Feds agree to remove toxic, decaying ‘ghost fleet’ from San Francisco Bay estuary by 2017

By Jason Dearen, AP
Wednesday, March 31, 2010

Rotting ships to be removed from Suisun Bay

BENICIA, Calif. — The federal government on Wednesday said it would remove a decaying armada of military vessels dating back to World War II from a San Francisco Bay waterway that has been polluted by the boats for decades.

Most of the vessels, including some that chased submarines during World War II and others that delivered troops and supplies to battlefields in subsequent wars, are destined for the recycling yard, the U.S. Maritime Administration, or MARAD, said Wednesday.

The agency said it settled a lawsuit and agreed to remove most of the Suisun Bay Reserve Fleet, known as the “ghost fleet,” a collection of mostly obsolete military boats.

The gray and rust-red hulks, some stretching between two-and-three football fields long, are anchored in rows in Suisun Bay, a shallow estuary between San Francisco Bay and the Sacramento-San Joaquin Delta.

Studies by the administration have suggested the old warships have dumped more than 20 tons of copper, lead, zinc and other metals into the estuary, a critical habitat for a number of endangered species.

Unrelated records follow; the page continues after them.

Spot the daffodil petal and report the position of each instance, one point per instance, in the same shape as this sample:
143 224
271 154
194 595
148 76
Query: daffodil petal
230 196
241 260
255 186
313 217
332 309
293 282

“We are moving expeditiously to remove the worst polluting ships first and diligently moving to clean the rest,” said David Matsuda, acting administrator of MARAD.

The settlement involving MARAD, environmental groups and state water quality regulators will see half of the ships deemed obsolete — the 25 worst polluters — removed by September 2012, with the rest gone by September 2017. In all, 52 ships eventually will be recycled at various MARAD yards or other facilities it contracts with.

The federal agency plans to keep more than a dozen of the ships anchored in the bay that are in better shape or still considered useful, including the iconic battleship USS Iowa that once served as transport to President Franklin D. Roosevelt.

Some of the removals have already begun, with four ships taken out since November 2009.

On Wednesday, tugboats dragged the SS Mission Santa Ynez toward San Francisco Bay. The ship, once a U.S. Navy oil and fuel tanker used from World War II through the late 1960s, was on its way to a dry dock in San Francisco, where it would be cleaned and prepared for the longer journey through the Panama Canal to a recycling yard in Brownsville, Texas.

“There are a lot of spirits of soldiers on these boats, I believe that. A lot who never made it back,” said John Muller, a U.S. Navy veteran and chair of the San Francisco Bay Regional Water Quality Control Board, a state regulatory agency that joined environmental groups in the lawsuit against MARAD.

Standing on a small vessel motoring around the old fleet, Muller’s agency pushed for the removal, but he felt it was important to take a final up close look at much of the history that would be going to the scrap yard.

The U.S. Department of Transportation said it could not estimate how much the removal of 52 ships would cost, but so far, taking out the Santa Ynez and four other ships has cost an average of $1.7 million each, including costs of dry-docking, towing and dismantling.

Under terms of the settlement, which still needs final approval from a judge, MARAD also agreed to clean up within 120 days piles of hazardous paint chips from the rotting old decks. Each ship will be inspected every 90 days, Matsuda said, and paint chips removed from the deck before being blown into the water.

“The San Francisco Bay should never have been a dumping ground for toxic waste. Getting these ships cleaned up and removed is a huge victory for our environment and the people of California,” said Michael Wall, lead attorney for the Natural Resources Defense Council, one of the environmental groups who sued to get the site cleaned up.

Congress had previously ordered MARAD to dismantle the ships classified as no longer useful by 2006, but that never happened. Maritime officials blamed funding and a shortage of facilities for the failure to act on the Congressional mandate.

Still, cleaning up the damage that has already been done is impossible, as Suisun Bay is a tidal environment, so the paint that has peeled off the ships is now mixed in with sediments throughout the bay.

However, environmental groups said removing the ships would keep an estimated 50 tons of pollutants from entering the bay. Current cleanup efforts had already removed 120 tons of debris from the old warships, Matsuda said.

Suisun Bay was chosen by the military as one of several sites for ships withdrawn from active military service. MARAD continues to manage two other ghost fleets in U.S. waters in James River, Va. and Beaumont, Texas.

Over the years, the ships became unusable and too expensive to repair, so they were allowed to rot and pollute nearby waters and wildlife while officials debated what to do about the vessels.

Associated Press Writer Marcus Wohlsen contributed to this report.